There are a lot of women out there who deserve to be celebrated this weekend. So The Early Show's Dave Price headed to the Minadeo Elementary School in Pittsburgh, Pa., to ask the pupils there to tell him about the woman who means the most to them.

"How much do you love your mom?" Price asks Max, a red-headed boy. "Uh, this much?" he answers extending his hands shoulder wide.

"Only that much?" Surprised, Alexa, a girl sitting next to him, adds, "I love my mom a whole lot more than that."

To get a better idea of Max's love for his mom, Price asks him again how much he loves ice cream. And with a big smile, Max extends his arms fully and says, "Mmmm.…THIS much" -to the laughter of all the students around him.

Price gives him another chance, asking him how much more than vanilla ice cream he loves his mom. "Medium more," Max says and laughs.

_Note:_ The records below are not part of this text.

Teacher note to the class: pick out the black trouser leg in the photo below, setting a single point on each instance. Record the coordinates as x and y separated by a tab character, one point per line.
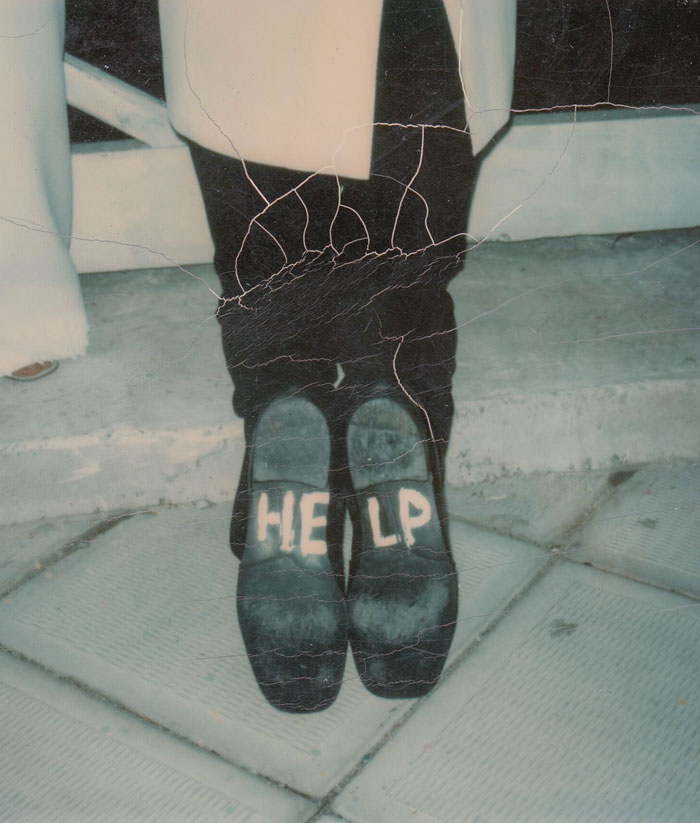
298	297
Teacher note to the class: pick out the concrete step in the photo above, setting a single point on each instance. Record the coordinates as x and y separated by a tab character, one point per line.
574	354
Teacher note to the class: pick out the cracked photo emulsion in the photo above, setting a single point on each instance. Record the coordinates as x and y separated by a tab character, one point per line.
350	438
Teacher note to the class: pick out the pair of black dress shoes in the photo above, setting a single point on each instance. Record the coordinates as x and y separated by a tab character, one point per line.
296	614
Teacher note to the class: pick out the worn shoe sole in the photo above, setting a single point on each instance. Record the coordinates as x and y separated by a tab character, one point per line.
291	609
402	593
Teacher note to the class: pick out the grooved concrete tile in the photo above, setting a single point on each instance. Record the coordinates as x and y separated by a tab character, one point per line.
649	529
582	705
28	546
66	756
147	616
537	508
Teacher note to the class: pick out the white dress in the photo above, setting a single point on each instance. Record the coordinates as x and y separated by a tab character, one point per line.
42	316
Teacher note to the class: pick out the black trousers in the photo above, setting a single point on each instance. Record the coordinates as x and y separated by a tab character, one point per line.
353	273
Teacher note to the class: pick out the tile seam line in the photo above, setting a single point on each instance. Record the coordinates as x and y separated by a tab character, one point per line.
326	806
96	694
563	555
81	541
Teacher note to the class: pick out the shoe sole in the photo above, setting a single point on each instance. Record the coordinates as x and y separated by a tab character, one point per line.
291	610
402	602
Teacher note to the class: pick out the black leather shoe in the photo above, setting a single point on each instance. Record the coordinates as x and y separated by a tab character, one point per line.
402	591
291	609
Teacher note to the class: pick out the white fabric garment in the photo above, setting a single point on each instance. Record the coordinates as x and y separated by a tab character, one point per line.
291	82
42	316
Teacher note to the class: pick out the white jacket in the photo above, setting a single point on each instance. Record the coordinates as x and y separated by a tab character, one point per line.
291	82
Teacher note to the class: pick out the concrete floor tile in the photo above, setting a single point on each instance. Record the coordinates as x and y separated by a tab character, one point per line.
582	705
27	547
537	508
67	757
147	616
649	529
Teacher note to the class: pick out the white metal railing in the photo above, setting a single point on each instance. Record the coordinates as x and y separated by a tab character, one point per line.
118	104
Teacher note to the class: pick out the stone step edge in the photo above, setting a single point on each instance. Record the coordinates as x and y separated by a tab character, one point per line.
567	430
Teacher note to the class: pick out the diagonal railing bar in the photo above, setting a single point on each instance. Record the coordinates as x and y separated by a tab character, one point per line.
118	104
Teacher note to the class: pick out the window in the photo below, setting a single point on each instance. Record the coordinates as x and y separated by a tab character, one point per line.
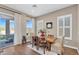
29	24
64	26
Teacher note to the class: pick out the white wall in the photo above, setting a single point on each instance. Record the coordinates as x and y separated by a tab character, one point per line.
53	17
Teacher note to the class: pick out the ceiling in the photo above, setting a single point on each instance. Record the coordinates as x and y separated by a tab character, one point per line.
39	10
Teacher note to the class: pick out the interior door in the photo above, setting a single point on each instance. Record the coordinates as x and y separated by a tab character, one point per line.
39	26
64	27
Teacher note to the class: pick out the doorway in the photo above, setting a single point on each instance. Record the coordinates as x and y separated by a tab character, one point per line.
6	31
29	26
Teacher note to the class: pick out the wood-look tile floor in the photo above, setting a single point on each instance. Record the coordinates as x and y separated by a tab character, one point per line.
24	50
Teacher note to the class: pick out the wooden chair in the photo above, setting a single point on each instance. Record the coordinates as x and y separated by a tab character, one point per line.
58	46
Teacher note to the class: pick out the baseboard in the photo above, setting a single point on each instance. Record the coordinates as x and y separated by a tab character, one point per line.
78	50
71	47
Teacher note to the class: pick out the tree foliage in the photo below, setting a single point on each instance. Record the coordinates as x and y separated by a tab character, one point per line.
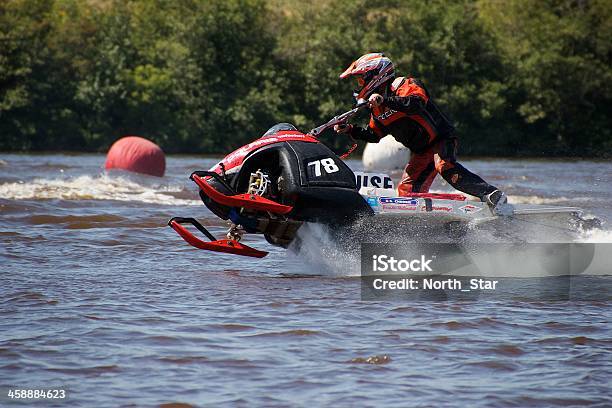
518	76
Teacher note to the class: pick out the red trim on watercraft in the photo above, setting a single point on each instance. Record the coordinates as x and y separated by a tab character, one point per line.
440	196
227	246
236	157
250	201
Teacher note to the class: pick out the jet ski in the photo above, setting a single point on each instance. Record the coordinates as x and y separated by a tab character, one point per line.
286	178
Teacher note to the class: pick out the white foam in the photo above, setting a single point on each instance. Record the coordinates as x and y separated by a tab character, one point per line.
100	187
519	199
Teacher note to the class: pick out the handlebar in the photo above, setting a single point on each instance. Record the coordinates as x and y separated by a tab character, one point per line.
336	120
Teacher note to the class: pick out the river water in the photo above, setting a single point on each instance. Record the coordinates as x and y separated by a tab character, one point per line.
100	298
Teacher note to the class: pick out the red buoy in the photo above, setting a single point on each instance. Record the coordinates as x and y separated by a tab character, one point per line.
133	153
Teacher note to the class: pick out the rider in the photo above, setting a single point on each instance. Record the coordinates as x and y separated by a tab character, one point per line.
403	108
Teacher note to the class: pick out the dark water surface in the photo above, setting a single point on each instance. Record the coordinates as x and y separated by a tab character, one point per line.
100	298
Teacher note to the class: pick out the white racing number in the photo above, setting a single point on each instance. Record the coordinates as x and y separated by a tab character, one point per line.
326	164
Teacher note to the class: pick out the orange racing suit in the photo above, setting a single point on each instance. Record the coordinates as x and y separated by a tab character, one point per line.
410	115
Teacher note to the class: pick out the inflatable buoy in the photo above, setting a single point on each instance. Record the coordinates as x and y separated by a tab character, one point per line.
133	153
388	154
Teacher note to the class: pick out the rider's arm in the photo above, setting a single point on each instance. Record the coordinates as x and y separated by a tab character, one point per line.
407	104
410	97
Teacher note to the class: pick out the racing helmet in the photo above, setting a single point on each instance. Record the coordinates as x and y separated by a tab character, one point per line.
371	70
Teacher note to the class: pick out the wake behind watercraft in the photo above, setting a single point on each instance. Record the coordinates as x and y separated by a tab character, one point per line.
286	178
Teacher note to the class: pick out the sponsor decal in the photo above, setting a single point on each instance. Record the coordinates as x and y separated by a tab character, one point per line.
470	208
377	180
437	208
399	200
399	203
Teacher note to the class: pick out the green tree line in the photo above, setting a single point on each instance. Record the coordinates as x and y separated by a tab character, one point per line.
518	77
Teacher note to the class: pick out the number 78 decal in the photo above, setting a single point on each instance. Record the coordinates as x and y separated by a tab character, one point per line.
327	164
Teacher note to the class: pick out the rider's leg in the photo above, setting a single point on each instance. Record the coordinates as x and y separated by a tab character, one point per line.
455	174
419	174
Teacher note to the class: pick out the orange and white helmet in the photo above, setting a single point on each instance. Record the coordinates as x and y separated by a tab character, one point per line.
371	70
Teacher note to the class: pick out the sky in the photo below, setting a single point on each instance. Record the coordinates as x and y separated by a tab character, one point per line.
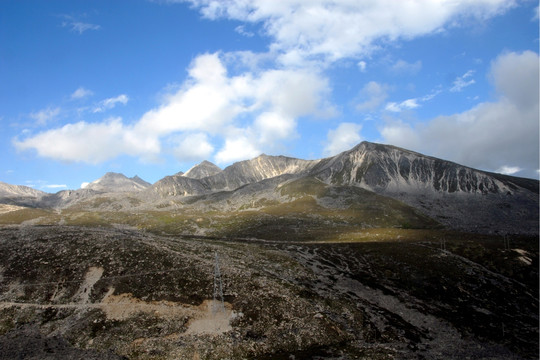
153	87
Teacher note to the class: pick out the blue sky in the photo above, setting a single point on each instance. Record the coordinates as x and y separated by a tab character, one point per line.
151	88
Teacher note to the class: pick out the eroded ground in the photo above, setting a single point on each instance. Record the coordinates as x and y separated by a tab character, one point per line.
72	292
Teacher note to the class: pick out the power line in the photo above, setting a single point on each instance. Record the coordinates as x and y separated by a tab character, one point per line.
218	303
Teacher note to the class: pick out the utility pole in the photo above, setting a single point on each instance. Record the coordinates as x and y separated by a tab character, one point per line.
443	244
218	303
506	242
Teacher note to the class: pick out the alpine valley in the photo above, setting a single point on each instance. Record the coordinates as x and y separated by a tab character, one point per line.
375	253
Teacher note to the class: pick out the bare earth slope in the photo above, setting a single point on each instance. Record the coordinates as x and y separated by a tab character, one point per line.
119	292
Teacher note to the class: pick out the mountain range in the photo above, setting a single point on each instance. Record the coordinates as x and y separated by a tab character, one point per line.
368	175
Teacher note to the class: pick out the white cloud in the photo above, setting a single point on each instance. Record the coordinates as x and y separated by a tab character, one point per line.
81	92
462	82
344	137
264	104
45	115
241	29
193	147
78	26
508	170
273	127
330	30
403	67
372	96
55	186
110	103
408	104
90	142
362	66
238	146
491	135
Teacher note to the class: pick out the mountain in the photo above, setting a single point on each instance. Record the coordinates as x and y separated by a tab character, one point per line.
202	170
115	182
453	195
19	194
234	176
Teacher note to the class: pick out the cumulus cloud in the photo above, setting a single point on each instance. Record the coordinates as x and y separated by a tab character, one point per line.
78	26
55	186
372	96
110	103
238	146
344	137
362	65
403	67
500	135
81	92
45	115
193	147
408	104
463	81
330	30
263	105
90	142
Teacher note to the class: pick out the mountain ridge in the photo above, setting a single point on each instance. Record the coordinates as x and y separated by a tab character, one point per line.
454	195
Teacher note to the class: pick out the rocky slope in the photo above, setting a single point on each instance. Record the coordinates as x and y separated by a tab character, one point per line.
202	170
456	196
71	292
115	182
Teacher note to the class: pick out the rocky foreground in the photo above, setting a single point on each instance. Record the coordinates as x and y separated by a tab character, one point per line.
111	293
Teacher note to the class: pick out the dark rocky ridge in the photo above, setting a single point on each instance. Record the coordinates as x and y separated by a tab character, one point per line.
457	196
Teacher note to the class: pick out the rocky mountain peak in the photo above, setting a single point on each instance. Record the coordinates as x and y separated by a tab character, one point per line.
202	170
116	182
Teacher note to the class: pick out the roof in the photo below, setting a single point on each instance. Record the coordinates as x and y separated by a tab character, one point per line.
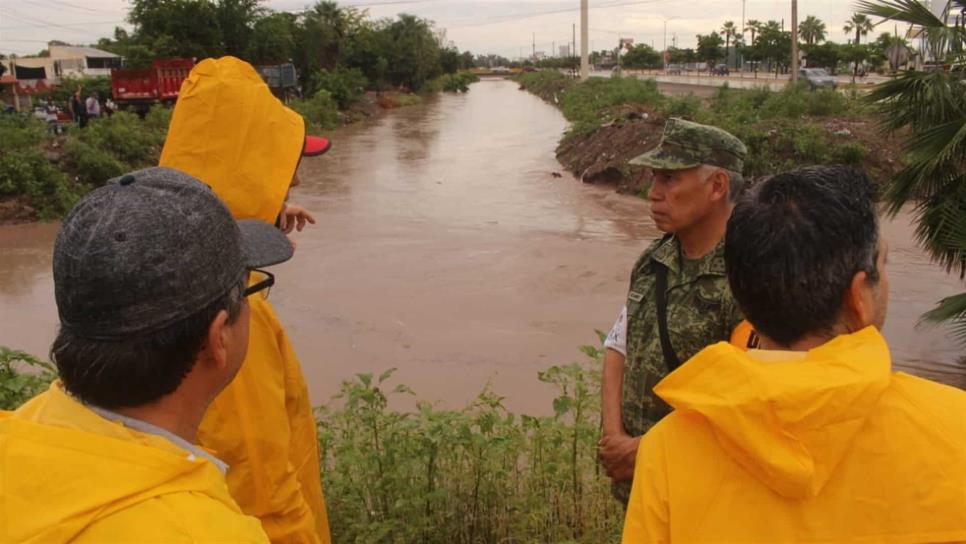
81	51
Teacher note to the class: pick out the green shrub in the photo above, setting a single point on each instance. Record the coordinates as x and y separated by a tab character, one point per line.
126	137
826	102
20	131
546	84
93	165
481	474
345	85
849	153
158	119
403	100
17	386
320	111
28	173
683	106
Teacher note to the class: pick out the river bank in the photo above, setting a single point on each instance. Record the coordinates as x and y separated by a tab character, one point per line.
613	120
44	172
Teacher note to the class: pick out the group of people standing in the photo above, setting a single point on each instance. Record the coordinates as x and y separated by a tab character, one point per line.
747	391
83	110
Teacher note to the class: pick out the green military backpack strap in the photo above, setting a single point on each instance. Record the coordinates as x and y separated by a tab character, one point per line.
660	298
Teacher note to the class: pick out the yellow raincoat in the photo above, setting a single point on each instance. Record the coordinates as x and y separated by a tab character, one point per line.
230	132
67	474
828	446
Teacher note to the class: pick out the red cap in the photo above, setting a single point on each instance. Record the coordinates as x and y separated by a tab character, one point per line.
315	145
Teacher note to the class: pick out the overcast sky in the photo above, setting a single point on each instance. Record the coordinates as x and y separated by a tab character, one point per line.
505	27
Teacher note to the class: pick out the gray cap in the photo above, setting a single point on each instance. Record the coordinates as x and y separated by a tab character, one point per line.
152	248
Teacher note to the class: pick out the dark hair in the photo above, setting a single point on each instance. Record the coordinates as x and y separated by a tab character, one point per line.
142	368
793	245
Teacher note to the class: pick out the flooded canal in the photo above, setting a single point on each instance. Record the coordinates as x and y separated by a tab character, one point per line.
446	247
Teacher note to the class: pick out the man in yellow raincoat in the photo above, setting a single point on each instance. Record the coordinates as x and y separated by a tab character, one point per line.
150	276
231	133
811	438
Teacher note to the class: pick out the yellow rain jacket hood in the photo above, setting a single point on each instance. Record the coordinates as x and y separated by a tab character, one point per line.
67	474
823	446
230	132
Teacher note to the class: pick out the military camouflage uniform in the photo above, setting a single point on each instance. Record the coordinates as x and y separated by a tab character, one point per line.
700	308
700	312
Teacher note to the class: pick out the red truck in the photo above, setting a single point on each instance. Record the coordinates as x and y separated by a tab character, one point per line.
140	88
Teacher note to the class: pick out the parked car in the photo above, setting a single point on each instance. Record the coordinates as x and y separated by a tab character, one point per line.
818	78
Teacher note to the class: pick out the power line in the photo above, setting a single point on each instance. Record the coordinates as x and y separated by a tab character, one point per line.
551	12
66	4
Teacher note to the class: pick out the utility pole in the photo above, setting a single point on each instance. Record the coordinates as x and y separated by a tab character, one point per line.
741	58
665	47
619	48
573	51
584	45
794	74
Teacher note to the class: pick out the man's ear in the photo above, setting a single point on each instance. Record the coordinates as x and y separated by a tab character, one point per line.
858	307
216	345
720	184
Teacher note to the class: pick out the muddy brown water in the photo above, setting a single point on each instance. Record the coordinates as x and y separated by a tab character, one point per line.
446	248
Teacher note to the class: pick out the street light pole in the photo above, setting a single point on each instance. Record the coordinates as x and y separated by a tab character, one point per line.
584	45
794	74
665	46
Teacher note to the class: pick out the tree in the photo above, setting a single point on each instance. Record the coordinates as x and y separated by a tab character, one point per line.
709	48
236	20
860	24
812	30
774	45
414	58
273	38
642	56
891	48
449	60
753	26
932	106
827	55
729	30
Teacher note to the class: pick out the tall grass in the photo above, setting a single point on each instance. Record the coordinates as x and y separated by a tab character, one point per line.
783	129
477	475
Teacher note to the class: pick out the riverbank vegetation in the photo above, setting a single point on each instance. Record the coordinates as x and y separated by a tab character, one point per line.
614	119
431	475
42	173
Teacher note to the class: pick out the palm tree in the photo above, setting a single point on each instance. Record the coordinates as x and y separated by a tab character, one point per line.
753	26
812	30
729	30
932	106
860	24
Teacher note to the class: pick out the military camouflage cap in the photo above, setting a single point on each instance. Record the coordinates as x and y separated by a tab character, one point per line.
686	145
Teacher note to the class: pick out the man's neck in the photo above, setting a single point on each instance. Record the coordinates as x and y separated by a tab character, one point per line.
702	237
805	343
173	413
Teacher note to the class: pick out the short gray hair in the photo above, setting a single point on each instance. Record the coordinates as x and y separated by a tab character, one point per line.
736	181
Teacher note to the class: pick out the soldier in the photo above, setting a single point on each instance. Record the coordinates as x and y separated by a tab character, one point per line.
679	300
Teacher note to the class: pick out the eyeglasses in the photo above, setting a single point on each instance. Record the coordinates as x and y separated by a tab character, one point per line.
260	281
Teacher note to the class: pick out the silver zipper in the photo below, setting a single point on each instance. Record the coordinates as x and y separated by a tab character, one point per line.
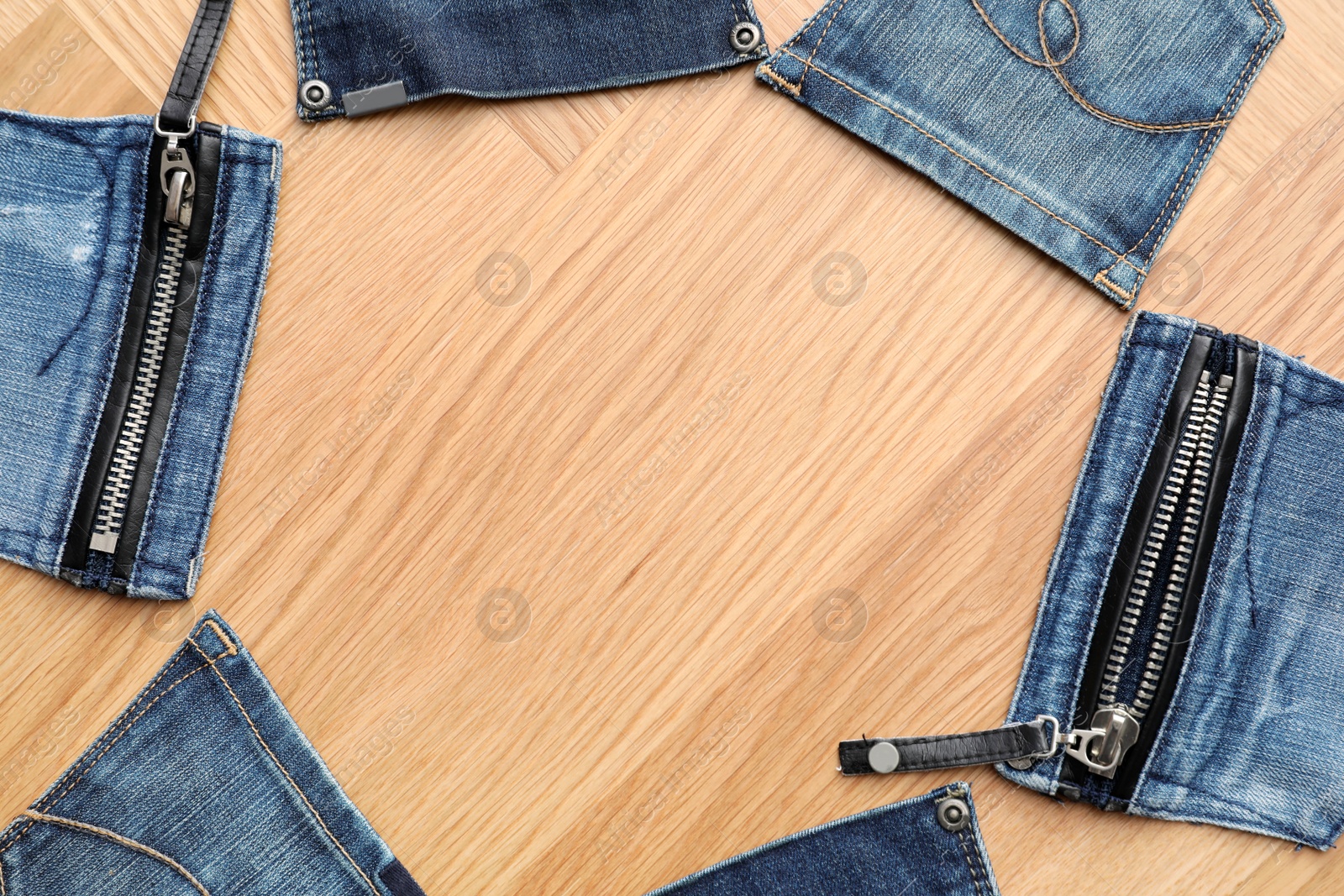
178	181
1175	594
1116	726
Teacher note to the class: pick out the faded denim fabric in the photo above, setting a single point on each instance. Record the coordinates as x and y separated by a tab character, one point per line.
894	851
508	47
71	206
203	786
1079	125
1252	736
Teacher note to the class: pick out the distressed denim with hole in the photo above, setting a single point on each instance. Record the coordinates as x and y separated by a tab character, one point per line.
501	49
1252	739
1081	125
203	786
894	851
71	207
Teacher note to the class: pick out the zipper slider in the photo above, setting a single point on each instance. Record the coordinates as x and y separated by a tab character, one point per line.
1104	746
176	176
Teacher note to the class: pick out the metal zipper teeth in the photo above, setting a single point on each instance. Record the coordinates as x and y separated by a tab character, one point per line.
1184	555
125	458
1155	542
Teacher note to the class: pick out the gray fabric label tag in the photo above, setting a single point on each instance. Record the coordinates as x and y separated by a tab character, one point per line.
366	102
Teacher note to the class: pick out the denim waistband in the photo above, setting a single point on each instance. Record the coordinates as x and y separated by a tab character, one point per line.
71	210
927	846
1250	738
362	56
202	786
1081	128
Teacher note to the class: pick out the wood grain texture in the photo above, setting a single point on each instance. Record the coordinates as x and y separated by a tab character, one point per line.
671	364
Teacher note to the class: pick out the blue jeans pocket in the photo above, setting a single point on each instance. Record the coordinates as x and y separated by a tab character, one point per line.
1238	723
355	58
929	846
127	338
1079	125
203	785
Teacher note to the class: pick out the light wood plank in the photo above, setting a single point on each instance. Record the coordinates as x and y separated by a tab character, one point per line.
578	348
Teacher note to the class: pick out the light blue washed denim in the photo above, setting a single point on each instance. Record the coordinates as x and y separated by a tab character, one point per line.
203	786
71	204
894	851
1081	125
510	47
1252	739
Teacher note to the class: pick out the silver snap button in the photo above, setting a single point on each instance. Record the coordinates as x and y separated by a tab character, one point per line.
315	96
953	813
746	36
884	758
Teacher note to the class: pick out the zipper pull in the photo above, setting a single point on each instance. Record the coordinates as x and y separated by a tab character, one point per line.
1023	741
176	176
1104	746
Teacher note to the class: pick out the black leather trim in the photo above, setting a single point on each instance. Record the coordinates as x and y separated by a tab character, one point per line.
951	752
198	56
1225	459
400	882
205	148
206	155
1132	540
76	553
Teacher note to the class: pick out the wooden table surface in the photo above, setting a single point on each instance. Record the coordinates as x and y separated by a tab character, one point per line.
606	458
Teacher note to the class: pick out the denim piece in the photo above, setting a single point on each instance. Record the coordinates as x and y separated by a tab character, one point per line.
71	204
510	47
1252	738
1086	147
202	786
891	851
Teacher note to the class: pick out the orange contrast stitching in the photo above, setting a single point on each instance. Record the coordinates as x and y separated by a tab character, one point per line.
1200	147
1101	278
1261	51
1041	23
773	76
1005	186
125	841
230	651
806	26
281	766
817	46
1055	66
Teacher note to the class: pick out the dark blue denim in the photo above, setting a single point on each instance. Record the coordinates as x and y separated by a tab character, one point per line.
1079	125
203	786
71	208
1252	739
508	47
894	851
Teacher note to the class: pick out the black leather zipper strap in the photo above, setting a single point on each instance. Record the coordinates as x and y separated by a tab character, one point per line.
1021	741
178	114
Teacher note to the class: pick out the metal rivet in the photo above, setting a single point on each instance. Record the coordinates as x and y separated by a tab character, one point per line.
884	758
746	36
315	96
953	813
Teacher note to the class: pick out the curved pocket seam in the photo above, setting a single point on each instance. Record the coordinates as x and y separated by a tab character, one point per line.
1057	67
1261	49
895	114
118	839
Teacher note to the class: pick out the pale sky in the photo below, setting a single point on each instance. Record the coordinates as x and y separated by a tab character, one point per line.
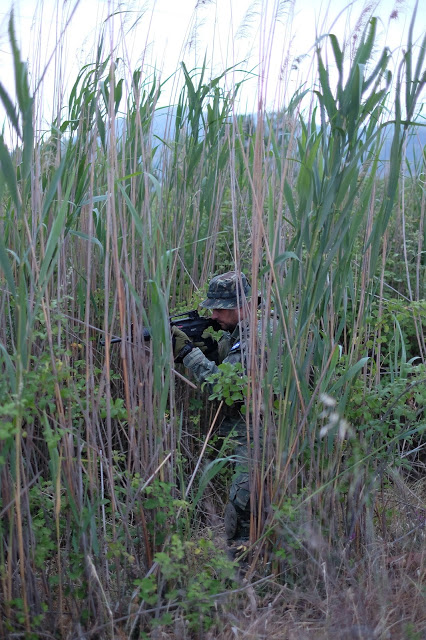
161	33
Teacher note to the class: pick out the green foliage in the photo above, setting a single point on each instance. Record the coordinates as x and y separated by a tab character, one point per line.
190	575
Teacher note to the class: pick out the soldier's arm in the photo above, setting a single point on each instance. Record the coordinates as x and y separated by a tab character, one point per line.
201	367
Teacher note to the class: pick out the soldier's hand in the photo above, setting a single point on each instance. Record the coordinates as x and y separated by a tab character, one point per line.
180	340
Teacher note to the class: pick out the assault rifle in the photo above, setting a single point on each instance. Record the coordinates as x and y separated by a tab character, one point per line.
190	323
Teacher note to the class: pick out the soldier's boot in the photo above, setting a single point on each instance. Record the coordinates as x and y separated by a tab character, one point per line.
237	523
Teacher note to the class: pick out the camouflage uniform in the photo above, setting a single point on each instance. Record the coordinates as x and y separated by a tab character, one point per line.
225	293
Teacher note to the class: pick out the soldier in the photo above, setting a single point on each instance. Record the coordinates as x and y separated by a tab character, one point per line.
228	298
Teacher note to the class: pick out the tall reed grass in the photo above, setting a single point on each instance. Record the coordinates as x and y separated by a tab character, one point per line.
106	500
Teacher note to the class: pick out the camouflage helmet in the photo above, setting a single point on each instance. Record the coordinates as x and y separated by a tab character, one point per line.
225	291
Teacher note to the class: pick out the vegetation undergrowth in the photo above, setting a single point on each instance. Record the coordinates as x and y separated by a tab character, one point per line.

So how much does Alexa love her mom? "More than every speck of sand on every beach. That's how much," Alexa says with poise.

Price's advice for Max? Spend more time with Alexa.

"No way, uh uh, no how," the two say in unison. Max even turns his back on Alexa.

Well, Price says, "Some day you could be spending Mother's and Father's day together!" But his comment is not well taken, kids around them start yelling, "No!"

Price asks another boy why his mom is the best in the world. "Because to me, she's the only mom in the world," he replies.

That means she is the best mom because she's the boy's only mom? "Yeah," the boy assures Price, there is no other option.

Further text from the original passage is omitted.